THÉÂTRE : Pourquoi rêver ?

Anne-Marie Cadieux et Henri Chassé dans Le traitement de la nuit, photos: Yanick Macdonald

Le traitement de la nuit d’Evelyne de la Chenelière trace un chemin sinueux entre rêve et réalité. À la mise en scène et à la scénographie, le duo formé par Denis Marleau et Stéphanie Jasmin y ajoute des couches d’interprétation qui font du spectacle un objet d’une grande théâtralité, maquillant habilement sous le rire plusieurs drames de notre époque.

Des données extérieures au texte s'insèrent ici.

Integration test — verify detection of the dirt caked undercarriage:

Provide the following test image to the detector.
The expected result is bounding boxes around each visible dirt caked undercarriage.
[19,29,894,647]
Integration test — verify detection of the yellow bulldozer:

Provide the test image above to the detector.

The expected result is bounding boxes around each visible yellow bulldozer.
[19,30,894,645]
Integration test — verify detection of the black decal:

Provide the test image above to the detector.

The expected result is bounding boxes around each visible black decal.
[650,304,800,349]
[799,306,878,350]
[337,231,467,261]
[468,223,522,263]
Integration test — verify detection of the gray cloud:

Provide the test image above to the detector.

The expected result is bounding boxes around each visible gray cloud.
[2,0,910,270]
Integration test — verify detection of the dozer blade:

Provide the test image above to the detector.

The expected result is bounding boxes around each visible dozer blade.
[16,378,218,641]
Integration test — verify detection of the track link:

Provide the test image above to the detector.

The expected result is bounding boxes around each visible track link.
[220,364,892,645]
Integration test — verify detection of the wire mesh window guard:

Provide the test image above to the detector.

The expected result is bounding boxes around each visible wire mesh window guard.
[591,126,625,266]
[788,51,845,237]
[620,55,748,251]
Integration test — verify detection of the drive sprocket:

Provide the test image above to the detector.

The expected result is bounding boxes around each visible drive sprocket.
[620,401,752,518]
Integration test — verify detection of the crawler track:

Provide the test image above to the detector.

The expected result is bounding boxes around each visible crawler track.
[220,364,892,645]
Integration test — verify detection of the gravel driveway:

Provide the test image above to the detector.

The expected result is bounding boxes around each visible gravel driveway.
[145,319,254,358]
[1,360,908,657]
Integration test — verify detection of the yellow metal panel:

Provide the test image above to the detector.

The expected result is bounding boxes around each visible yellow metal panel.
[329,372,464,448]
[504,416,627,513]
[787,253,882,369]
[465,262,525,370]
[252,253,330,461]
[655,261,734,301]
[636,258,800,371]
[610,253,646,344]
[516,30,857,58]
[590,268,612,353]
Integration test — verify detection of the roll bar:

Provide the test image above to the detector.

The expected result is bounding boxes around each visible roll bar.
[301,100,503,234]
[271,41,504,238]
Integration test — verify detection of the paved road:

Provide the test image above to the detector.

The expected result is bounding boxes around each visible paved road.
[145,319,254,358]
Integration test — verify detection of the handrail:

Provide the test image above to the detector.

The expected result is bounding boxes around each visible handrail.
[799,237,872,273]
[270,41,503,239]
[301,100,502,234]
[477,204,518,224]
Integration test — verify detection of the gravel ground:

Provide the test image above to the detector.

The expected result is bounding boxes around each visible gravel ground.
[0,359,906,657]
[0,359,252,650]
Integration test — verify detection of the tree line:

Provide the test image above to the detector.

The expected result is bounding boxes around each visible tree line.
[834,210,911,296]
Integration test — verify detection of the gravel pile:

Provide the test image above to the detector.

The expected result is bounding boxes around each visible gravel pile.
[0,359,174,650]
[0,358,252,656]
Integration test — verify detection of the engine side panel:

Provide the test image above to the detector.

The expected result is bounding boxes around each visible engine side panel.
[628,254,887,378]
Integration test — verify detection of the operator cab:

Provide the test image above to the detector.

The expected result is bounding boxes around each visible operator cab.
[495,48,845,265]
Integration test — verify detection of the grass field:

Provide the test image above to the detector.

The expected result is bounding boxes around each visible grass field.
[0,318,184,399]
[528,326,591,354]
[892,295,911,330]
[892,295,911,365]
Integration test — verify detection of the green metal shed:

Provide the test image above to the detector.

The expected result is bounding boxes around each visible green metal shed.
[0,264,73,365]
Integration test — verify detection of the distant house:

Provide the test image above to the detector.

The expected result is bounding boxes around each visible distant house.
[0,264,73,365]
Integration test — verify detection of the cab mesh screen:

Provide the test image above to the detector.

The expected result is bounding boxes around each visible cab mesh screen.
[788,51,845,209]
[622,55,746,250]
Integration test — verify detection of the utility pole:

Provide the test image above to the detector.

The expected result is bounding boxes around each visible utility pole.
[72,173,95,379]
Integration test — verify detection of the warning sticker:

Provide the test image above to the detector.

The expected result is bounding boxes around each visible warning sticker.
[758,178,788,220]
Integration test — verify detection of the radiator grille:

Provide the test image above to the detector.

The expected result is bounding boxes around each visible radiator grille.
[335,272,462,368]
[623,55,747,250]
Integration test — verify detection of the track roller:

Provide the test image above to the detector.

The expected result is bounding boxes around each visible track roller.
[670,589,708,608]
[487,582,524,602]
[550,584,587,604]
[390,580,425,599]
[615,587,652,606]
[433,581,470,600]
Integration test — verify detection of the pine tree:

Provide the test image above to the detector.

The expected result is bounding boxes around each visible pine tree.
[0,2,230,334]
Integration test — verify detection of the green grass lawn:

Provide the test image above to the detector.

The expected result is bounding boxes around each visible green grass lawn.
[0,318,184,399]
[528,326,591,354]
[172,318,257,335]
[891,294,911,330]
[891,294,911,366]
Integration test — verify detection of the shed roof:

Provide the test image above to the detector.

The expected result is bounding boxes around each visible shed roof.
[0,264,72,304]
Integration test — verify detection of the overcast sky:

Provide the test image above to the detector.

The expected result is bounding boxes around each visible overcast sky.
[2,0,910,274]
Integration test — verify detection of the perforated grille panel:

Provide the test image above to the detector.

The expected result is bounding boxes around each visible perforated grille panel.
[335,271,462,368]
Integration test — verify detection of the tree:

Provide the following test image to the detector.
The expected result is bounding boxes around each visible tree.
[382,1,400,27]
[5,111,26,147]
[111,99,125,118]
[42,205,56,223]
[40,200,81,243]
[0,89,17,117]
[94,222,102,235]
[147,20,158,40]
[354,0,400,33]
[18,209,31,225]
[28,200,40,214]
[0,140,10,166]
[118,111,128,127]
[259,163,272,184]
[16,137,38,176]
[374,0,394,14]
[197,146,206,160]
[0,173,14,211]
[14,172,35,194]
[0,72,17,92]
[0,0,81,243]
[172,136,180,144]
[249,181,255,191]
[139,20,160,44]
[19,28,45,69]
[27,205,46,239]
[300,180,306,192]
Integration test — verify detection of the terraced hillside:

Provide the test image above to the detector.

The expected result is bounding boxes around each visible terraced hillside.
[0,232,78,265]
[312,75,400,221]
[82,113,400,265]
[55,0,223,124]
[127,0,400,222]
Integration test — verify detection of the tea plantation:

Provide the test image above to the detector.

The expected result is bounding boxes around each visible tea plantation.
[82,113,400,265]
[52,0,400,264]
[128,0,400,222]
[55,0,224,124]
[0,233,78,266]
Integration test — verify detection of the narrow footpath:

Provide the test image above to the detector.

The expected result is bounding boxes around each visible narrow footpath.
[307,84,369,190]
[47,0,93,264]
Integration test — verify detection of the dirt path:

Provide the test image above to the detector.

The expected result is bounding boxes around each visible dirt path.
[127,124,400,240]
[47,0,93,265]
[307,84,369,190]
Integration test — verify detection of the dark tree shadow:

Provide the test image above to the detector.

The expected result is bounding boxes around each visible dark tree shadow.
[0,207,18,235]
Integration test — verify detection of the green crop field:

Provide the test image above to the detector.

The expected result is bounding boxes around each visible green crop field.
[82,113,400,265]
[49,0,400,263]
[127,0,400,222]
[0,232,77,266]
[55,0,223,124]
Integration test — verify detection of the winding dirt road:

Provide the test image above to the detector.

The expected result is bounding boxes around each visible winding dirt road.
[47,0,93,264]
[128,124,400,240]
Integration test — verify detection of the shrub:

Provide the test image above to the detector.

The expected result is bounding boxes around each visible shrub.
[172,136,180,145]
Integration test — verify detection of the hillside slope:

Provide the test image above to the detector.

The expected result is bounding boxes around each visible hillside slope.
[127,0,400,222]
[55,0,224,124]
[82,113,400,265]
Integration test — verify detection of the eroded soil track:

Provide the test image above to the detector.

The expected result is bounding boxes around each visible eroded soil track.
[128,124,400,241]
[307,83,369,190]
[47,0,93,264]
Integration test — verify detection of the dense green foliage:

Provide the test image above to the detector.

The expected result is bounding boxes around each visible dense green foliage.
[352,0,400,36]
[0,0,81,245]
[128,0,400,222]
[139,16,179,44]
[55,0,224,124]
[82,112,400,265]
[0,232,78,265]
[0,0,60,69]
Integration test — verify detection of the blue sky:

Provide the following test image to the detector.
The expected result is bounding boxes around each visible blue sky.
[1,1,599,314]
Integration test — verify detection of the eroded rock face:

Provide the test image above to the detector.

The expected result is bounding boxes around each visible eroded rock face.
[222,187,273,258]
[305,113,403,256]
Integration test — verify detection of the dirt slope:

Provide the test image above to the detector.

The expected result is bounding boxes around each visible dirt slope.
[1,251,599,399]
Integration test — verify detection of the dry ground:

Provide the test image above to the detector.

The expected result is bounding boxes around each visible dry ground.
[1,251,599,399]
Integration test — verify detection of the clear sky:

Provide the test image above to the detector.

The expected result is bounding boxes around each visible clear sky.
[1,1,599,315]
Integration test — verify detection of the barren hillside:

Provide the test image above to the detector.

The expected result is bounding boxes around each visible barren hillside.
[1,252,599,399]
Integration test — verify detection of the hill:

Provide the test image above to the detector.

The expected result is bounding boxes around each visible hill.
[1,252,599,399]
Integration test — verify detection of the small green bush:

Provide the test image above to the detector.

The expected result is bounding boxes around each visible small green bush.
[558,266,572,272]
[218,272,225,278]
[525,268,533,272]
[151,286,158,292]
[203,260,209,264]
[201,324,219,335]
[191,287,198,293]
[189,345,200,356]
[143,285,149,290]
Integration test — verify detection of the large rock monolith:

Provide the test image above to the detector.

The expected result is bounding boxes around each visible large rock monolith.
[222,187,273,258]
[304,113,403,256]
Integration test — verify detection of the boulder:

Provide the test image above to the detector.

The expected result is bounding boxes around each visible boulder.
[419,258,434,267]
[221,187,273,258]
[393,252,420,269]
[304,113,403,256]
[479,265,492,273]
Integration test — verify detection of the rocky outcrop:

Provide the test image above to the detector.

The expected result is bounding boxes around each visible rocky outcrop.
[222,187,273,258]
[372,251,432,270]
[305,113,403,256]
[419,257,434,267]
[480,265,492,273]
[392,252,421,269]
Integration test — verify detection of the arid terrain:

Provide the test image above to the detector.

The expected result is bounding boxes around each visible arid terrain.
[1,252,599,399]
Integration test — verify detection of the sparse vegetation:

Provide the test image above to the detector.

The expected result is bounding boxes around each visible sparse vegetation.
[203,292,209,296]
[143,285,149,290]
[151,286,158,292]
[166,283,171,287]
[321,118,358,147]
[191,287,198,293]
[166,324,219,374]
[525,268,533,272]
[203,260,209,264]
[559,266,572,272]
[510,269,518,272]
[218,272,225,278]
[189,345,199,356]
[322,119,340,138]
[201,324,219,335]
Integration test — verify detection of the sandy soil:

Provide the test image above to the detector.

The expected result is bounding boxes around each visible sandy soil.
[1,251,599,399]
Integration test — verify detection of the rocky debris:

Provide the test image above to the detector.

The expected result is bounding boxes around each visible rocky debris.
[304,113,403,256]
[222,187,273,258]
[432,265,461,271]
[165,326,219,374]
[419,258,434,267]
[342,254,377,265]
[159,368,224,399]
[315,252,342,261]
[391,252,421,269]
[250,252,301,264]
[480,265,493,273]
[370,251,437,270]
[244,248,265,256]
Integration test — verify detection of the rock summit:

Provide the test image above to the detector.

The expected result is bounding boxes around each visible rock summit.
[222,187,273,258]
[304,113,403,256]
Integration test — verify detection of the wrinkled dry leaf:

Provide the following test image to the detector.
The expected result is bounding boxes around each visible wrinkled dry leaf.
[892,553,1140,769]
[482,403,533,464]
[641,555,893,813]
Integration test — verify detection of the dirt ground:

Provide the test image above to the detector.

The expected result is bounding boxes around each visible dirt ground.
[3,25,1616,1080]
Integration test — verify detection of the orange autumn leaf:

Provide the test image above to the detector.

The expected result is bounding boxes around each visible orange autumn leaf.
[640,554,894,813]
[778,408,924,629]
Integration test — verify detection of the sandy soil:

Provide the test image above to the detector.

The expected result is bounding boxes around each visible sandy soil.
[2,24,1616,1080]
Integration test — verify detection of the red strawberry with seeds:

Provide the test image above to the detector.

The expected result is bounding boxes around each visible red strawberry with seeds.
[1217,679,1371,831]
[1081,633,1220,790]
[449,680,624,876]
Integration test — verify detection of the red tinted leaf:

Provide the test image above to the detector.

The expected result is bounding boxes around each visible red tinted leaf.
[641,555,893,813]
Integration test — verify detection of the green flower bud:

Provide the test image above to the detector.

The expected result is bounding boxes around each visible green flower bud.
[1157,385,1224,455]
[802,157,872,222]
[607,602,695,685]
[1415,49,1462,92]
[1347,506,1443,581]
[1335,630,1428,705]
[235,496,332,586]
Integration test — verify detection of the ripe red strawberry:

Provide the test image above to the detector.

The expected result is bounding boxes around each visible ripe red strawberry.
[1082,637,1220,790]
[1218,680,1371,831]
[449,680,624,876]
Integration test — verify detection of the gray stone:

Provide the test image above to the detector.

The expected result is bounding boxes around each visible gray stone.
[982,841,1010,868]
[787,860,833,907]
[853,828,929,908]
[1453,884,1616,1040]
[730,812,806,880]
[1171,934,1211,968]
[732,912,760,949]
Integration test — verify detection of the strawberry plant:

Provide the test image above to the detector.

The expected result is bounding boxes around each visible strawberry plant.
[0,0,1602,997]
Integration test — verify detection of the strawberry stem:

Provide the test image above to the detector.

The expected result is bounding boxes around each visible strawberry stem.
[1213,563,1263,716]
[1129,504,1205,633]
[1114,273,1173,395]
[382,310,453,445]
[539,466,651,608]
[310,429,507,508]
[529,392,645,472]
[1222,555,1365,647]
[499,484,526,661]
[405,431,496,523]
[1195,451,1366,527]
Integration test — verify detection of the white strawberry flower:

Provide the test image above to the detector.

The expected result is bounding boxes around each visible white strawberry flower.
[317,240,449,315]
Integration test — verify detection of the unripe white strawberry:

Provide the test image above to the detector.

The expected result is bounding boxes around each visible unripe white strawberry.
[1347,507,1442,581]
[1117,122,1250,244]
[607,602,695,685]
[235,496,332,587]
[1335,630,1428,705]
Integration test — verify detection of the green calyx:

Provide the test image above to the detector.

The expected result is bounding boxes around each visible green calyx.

Si des thèmes chers à Evelyne de la Chenelière comme la famille et les relations homme-femme reviennent dans Le traitement de la nuit, il nous est apparu que la dramaturge expérimente ici avec un style davantage porté vers la comédie noire avec Le traitement de la nuit. On y retrouve des accents woolfiens (comme dans Virginia) de Lumières, lumières, lumières – pièce aussi mise en scène par Denis Marleau -, ainsi que des envolées vers le burlesque et le théâtre de l’absurde.

Le récit lui-même appelle cette fusion des genres. Quatre personnages interagissent, plus ou moins, afin de présenter leur version personnelle d’événements qu’ils et elles ont, ou pas, vécus. Bernard (Henri Chassé) et Viviane (Anne-Marie Cadieux) sont les parents de Léna (Marie-Pier Labrecque) qui vit une aventure avec Jérémie (Lyndz Dantiste), le jardinier du vaste domaine des parents donnant sur la mer.

Le charme indiscret de cette bourgeoisie révèle très vite la superficialité de la vie de Bernard et de Viviane, la colère de leur fille, ainsi que les plans machiavéliques de Jérémie pour renverser cet ordre établi, quoique fort bancal au demeurant. Qui dit vrai dans ces différentes versions d’un drame à venir ou passé, inventé ou réel, on ne sait trop. Qu’est-ce qui est vraiment arrivé dans la nuit noire des âmes meurtries de ces quatre mal aimés ?

Peu importe en fait, c’est du théâtre et du fort bon d’ailleurs.

Manipulant des répliques faussement banales, le metteur en scène et la scénographe/vidéaste nous montrent toute l’insignifiance et l’hypocrisie des deux propriétaires terriens. Bernard et Viviane ne tentent que de sauver les apparences et leur bonne conscience. Leur vie somme toute médiocre, dont la vraisemblance sonne réellement faux, s’étale devant un écran couvrant toute l’arrière-scène qui célébre, en contraste, le triomphe d’une nature somptueuse et millénaire, composée de splendides couchers de soleil, de vagues et de fougères.

Cauchemar

 » Pourquoi rêver ? « , répétera sans cesse Viviane en insinuant que ses songes sont des cauchemars puisqu’ils ressemblent trop à la vie. Sa fausse candeur et celle de son mari se fracassera lorsque les deux laissent sortir leur colère, voire leur folie. Le mensonge habite aussi leur fille qui se donne des airs nihilistes, mais qui est surtout porteuse de cruauté. Idem pour Jérémie dont les traumatismes de l’enfance sont déconstruits par une attitude tout aussi désinvolte et délètère.

Un passage autoréférentiel à Vers le phare (inspiration woolfienne de Lumières, lumières, lumières) par-ci puisque la Mercedes de Bernard ne possède qu’un phare ; des répliques renvoyant à l’écriture de Ionesco par-là ; la troupe qui déclame plus souvent qu’elle n’incarne, dirigée magnifiquement par Denis Marleau ; la scénographie froide à souhait de Stéphanie Jasmin. Tout nous place cevant un cercle humain aussi infernal qu’insipide.

Si ils et elles vivent tous et toutes mieux dans la nuit, finalement, c’est qu’ils ont des choses désespérantes à cacher sur leur nature profonde. Le plus beau dans cette musique jouée avec subtilité et nuances, mais aussi faite d’éclats incompréhensibles et de déchirements violents, c’est qu’on pourrait y percevoir totalement autre chose. Un spectacle qui ouvre le sens, court, mais dense, drôle, mais tragique.

Parmi l’assistance, on se partage rires et étonnement entre innocence et cynisme. Sans aucun souci de réalisme, Le traitement de la nuit nous fait voir tout ce qui ne va pas, ne va plus, dans notre confort et notre indifférence d’après crise pandémique, dans nos angles vraiment morts et nos faillites intimes.

Vivement un autre jour et un autre monde. Lumières!


Le traitement de la nuit est présenté à Espace GO jusqu’au 2 avril.